Cette opération met également en lumière l’évolution des stratégies d’application de la loi. Le Dr Christian Leuprecht, expert en sécurité au Collège militaire royal, m’a expliqué que cette opération représente un virage vers l’interdiction basée sur le renseignement.
« L’ASFC va au-delà des inspections aléatoires vers une approche plus ciblée utilisant l’analyse de données et le partage de renseignements internationaux, » a déclaré Leuprecht. « Ils essaient essentiellement de construire des modèles prédictifs de schémas d’expédition suspects. »

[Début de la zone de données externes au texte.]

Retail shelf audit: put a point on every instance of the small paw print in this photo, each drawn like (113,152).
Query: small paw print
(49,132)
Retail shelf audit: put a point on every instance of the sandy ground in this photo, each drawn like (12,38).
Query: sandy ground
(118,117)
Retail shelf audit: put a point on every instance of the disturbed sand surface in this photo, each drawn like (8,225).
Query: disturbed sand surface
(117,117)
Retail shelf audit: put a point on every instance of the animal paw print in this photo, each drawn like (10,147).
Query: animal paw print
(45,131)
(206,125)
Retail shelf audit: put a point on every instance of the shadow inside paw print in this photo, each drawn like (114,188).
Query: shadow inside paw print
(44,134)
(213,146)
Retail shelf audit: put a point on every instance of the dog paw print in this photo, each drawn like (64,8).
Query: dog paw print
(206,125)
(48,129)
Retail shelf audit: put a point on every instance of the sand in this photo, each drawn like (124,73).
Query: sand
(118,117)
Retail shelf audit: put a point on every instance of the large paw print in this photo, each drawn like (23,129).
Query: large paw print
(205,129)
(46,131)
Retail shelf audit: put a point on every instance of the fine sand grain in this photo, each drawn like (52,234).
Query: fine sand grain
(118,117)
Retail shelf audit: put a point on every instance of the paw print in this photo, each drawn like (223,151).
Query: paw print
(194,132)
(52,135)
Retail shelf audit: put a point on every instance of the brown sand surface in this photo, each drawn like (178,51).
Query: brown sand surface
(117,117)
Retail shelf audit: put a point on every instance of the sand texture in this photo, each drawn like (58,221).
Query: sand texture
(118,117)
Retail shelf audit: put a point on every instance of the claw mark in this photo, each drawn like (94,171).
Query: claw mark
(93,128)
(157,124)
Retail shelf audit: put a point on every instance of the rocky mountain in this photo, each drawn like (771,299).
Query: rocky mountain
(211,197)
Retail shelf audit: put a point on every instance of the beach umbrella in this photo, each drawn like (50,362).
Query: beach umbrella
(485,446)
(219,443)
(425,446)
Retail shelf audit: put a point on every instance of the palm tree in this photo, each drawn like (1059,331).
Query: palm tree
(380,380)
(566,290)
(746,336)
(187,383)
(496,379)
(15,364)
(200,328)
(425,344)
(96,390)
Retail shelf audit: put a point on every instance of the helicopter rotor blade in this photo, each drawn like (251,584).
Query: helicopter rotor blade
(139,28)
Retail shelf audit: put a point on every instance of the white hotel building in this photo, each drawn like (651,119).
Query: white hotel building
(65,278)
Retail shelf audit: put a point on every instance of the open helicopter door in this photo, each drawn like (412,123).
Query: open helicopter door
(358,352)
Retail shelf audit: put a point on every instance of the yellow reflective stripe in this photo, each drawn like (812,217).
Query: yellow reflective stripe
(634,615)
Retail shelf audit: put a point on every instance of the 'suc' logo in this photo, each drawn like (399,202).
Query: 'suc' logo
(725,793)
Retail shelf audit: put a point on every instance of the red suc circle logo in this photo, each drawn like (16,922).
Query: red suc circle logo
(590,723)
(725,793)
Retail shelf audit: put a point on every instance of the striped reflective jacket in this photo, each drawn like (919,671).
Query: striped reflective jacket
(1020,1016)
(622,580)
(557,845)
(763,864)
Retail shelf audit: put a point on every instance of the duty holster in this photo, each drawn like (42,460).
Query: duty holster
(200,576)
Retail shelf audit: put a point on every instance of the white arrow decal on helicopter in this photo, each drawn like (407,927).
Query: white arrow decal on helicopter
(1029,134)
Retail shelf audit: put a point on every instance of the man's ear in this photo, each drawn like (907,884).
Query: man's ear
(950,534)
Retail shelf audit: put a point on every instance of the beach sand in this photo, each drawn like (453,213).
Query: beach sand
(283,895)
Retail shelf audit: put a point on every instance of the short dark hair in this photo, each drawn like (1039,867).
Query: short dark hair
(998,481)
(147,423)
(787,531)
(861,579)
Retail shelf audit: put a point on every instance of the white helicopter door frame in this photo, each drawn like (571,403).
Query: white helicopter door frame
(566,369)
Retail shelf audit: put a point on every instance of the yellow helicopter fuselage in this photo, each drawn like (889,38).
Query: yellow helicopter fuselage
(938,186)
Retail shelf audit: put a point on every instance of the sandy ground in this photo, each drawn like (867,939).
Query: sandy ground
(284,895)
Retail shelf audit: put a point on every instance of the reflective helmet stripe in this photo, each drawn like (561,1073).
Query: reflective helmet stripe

Mon enquête a révélé que les autorités canadiennes travaillent de plus en plus avec leurs homologues mexicains, alors que les organisations de trafic tentent d’acheminer des expéditions via le Mexique pour dissimuler leur origine. Les documents de mandat de perquisition font référence à des renseignements fournis par les autorités mexicaines qui ont aidé à identifier les expéditions suspectes.
En examinant cinq années de statistiques d’application de l’ASFC, j’ai constaté que les saisies d’opioïdes synthétiques ont augmenté de plus de 200 %, tandis que la taille moyenne des saisies a presque quintuplé. Cela suggère que les trafiquants prennent plus de risques avec des expéditions plus importantes.
Les documents judiciaires révèlent également des développements préoccupants dans les méthodes de production. Le fentanyl saisi la semaine dernière était ce que les chimistes appellent « amélioré par analogue de nitazène » – essentiellement du fentanyl modifié avec des composés synthétiques supplémentaires pour augmenter la puissance et potentiellement contourner les méthodes de détection existantes.
« Nous assistons à une course aux armements entre la technologie de détection et les méthodes de dissimulation, » a expliqué Dre Woodall. « Ces trafiquants emploient des chimistes professionnels. »
J’ai visité le laboratoire de l’ASFC à Ottawa où des chimistes analysent les drogues saisies. L’installation, rarement ouverte aux journalistes, abrite des équipements de spectrométrie avancés spécifiquement calibrés pour identifier de nouveaux opioïdes synthétiques.
Cette saisie intervient juste deux mois après que le Parlement ait adopté le projet de loi C-83, qui a élargi l’autorité de l’ASFC pour surveiller les données d’expédition internationales et renforcé les sanctions pour le trafic de fentanyl. Des critiques, dont l’Association canadienne des libertés civiles, ont soulevé des préoccupations concernant les implications sur la vie privée de cette surveillance accrue des données.
« La question n’est pas de savoir si nous devrions arrêter les drogues mortelles, » a déclaré Michael Bryant, directeur exécutif de l’ACLC, lors de notre entretien. « C’est de savoir si nous créons des systèmes de surveillance sans supervision adéquate dans le processus. »
Pour les communautés en première ligne de la crise des opioïdes, la saisie représente une victoire momentanée dans une bataille sans relâche. Pendant mon reportage, j’ai visité un centre de réduction des méfaits dans le Downtown Eastside de Vancouver où le personnel a exprimé un optimisme prudent.
« Chaque gramme de fentanyl qui n’atteint pas la rue signifie des vies sauvées, » a déclaré Jasmine Richardson, travailleuse de proximité. « Mais demain, il en arrivera davantage d’ailleurs. Nous devons nous attaquer aux raisons pour lesquelles les gens consomment en premier lieu. »
Alors que l’affaire passe par les tribunaux, elle testera probablement plusieurs dispositions de la nouvelle législation. Des avocats de la défense avec qui j’ai parlé suggèrent qu’ils contesteront les pouvoirs de surveillance élargis qui ont conduit à l’identification initiale des expéditions suspectes.
Ce qui ressort clairement de mon enquête, c’est que si cette opération représente un succès significatif pour les forces de l’ordre canadiennes, elle illustre également les défis extraordinaires pour endiguer le flux d’opioïdes synthétiques au Canada – une crise qui continue de coûter des milliers de vies chaque année.